Уже в 1725 году, то есть через год после введения «подушины», выяснилось, что убыль плательщиков из оклада велика. 6 октября 1725 года Сенат пришел к заключению, что крестьяне «никаким образом того платежа понести не могут и осталось только положенного на них окладу в доимке на прошлый год близ миллиона»3. И хотя Сенат опирался на выборочные данные по отдельным уездам, общая тенденция была им уловлена в целом правильно.
Тут-то и возникала вторая острая проблема: недоимки в платежах подушной подати, шедшей исключительно на армию, соответственно приводили к нехватке денег на военные нужды. Продолжение прежней политики грозило катастрофой. «Такое видится опасение, – писал Ягужинский, – что впредь не токмо войск содержать будет нечем, но и государству неисправимый вред приключиться может». Выход Ягужинскому и сенаторам виделся, во-первых, в сокращении подушной ставки налога еще на 10 копеек (с 70 до 60 копеек) хотя бы на 1726 год, в проведении срочной ревизии выбывших из подушного оклада и исключении их из кадастра и, во-вторых, в сокращении, пользуясь мирным временем, численности армии и уменьшении расходов на военные нужды. Кроме того, сенаторы предлагали вывести полки из деревень, куда они были поставлены по плану Петра, чтобы быстрее и эффективнее собирать подушный налог с крестьян. Постои приводили к массе злоупотреблений на местах и вызывали повсеместное недовольство и крестьян, и помещиков. Но это было удобно военным, неплохо устроившимся в деревнях.
Окончательно предложения Сената оформились осенью 1725 года в записке с характерным названием – «О содержании в нынешнее мирное время армии и каким образом крестьян в лучшее состояние привесть»4. Это все, на что был способен Сенат, не обладавший законодательными правами.
Записка была переправлена в Военную коллегию, и после основательной волокиты в декабре 1725 года военное руководство составило свое «мнение» о проблеме. Читатель легко догадается, каков был ответ военных на предложение о сокращении военных расходов. Генералы в резком и бескомпромиссном духе полностью отвергли предложения Сената и настаивали на закручивании гаек, требуя провести ревизию не тех, кто выбыл из подушного оклада, а ревизию недоимок, чтобы решительно и быстро их взыскать. Полностью была отвергнута и идея временного сокращения ставки подушной подати5.
Конечно, трудно предположить, чтобы военные высказались за сокращение расходов на армию. Даже говорить об этом было, по их мнению, не только опасно, но и не патриотично. Но все же определяющим в столкновении Сената и военных были подводные течения, скрытая борьба двух сильных соперников: Ягужинского – фактического руководителя Сената и Меншикова – главы военного ведомства. Это была борьба за власть, за влияние на императрицу. Меншикову не было равных, и он победил, но сама проблема не только перешла на 1726 год, но продолжала обостряться.

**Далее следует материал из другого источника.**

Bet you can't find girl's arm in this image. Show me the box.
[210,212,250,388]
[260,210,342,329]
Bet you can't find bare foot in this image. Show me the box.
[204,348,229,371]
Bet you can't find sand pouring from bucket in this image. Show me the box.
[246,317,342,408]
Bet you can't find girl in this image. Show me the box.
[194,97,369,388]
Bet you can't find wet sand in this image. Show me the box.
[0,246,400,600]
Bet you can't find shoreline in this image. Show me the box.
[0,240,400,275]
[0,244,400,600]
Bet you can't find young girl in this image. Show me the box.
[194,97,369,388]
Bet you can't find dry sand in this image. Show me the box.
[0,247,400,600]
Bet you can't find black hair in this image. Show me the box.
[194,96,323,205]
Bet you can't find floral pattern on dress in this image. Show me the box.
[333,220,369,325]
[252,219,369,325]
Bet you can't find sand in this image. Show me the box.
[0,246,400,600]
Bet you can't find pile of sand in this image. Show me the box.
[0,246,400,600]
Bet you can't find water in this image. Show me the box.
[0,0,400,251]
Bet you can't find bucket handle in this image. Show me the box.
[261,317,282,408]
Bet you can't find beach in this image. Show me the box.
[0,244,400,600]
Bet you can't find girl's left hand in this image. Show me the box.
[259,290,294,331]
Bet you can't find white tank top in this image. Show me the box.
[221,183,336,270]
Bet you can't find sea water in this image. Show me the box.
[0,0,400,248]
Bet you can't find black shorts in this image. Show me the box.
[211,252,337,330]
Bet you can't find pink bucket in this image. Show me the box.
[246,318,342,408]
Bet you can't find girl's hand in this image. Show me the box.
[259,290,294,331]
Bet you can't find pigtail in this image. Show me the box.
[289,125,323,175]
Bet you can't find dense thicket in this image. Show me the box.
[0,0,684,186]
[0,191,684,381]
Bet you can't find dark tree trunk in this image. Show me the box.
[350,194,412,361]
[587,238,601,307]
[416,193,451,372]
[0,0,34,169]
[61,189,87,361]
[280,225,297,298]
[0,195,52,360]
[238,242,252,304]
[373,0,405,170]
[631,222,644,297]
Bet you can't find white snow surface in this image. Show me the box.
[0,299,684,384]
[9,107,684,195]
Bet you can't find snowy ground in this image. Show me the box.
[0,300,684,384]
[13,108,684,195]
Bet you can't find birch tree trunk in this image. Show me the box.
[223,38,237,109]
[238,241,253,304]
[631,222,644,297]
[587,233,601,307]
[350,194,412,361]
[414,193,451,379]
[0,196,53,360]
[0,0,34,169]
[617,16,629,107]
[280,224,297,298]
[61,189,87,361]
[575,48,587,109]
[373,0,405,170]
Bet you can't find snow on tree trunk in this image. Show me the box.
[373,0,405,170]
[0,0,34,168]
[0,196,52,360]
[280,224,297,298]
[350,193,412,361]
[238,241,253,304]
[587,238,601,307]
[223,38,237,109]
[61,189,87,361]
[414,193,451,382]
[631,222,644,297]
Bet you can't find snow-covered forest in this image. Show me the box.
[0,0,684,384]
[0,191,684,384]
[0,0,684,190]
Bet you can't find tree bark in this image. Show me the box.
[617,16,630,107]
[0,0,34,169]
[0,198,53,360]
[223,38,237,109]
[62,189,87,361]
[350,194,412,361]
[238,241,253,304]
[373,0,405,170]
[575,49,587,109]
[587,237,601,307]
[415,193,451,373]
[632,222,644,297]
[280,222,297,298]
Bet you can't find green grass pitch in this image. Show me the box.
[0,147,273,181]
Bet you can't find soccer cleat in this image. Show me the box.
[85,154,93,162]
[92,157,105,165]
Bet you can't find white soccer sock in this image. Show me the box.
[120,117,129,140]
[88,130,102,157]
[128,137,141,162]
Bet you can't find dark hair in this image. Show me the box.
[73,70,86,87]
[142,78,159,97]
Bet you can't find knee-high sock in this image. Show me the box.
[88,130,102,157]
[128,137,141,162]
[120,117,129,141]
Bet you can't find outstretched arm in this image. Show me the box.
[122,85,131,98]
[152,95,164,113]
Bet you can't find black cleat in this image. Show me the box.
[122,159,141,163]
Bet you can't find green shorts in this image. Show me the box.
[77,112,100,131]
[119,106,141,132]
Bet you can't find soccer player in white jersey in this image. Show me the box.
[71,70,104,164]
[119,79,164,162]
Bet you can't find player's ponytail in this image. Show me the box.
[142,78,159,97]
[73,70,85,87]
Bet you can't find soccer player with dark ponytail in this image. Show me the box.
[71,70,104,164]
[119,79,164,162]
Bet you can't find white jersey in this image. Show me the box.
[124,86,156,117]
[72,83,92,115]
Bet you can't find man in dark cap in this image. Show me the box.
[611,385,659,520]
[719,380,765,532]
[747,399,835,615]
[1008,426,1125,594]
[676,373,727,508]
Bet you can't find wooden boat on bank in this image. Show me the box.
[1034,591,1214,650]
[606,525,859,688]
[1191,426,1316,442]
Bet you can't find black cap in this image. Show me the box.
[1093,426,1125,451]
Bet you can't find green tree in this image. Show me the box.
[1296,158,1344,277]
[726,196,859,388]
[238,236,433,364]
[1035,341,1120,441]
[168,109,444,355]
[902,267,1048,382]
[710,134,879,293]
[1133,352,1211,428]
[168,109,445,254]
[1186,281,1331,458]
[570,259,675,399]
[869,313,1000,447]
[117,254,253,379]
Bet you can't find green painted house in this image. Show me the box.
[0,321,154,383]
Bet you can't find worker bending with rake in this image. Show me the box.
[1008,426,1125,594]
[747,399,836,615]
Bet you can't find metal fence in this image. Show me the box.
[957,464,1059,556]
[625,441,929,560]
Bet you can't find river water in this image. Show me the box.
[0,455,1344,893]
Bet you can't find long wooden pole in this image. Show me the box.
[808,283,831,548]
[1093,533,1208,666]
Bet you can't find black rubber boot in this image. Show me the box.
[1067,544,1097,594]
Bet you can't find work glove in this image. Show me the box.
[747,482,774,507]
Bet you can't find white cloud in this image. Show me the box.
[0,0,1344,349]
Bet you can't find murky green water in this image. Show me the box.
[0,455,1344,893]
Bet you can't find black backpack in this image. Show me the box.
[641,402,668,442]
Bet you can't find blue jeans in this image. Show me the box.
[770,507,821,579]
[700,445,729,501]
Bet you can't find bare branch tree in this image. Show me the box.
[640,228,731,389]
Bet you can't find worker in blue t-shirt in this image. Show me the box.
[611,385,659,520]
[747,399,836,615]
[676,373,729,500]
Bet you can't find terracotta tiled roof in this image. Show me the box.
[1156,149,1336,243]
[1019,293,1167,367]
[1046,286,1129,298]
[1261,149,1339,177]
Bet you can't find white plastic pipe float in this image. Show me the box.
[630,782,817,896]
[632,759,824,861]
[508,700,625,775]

Немного забегая вперед, скажу, что споры между Сенатом и Военной коллегией не утихли и после образования Верховного тайного совета, не было единодушия по этому вопросу и среди самих верховников. Но Меншиков явно правил бал, и весной 1726 года Военная коллегия, ссылаясь на внешнеполитические трудности, строго потребовала от Сената во что бы то ни стало взыскать недоимки, причем не только за последний год, но и вообще за 1720–1725 годы в размере 3,5 миллиона рублей. «А буде не пришлются, – угрожали военные, – армея в вящее разорение придет». Решительные демарши военного руководства, во главе которого стоял Меншиков, дали результат – Екатерина подписала указ о посылке чрезвычайных военных ревизоров, которым поручалось «дела с податью наладить»6.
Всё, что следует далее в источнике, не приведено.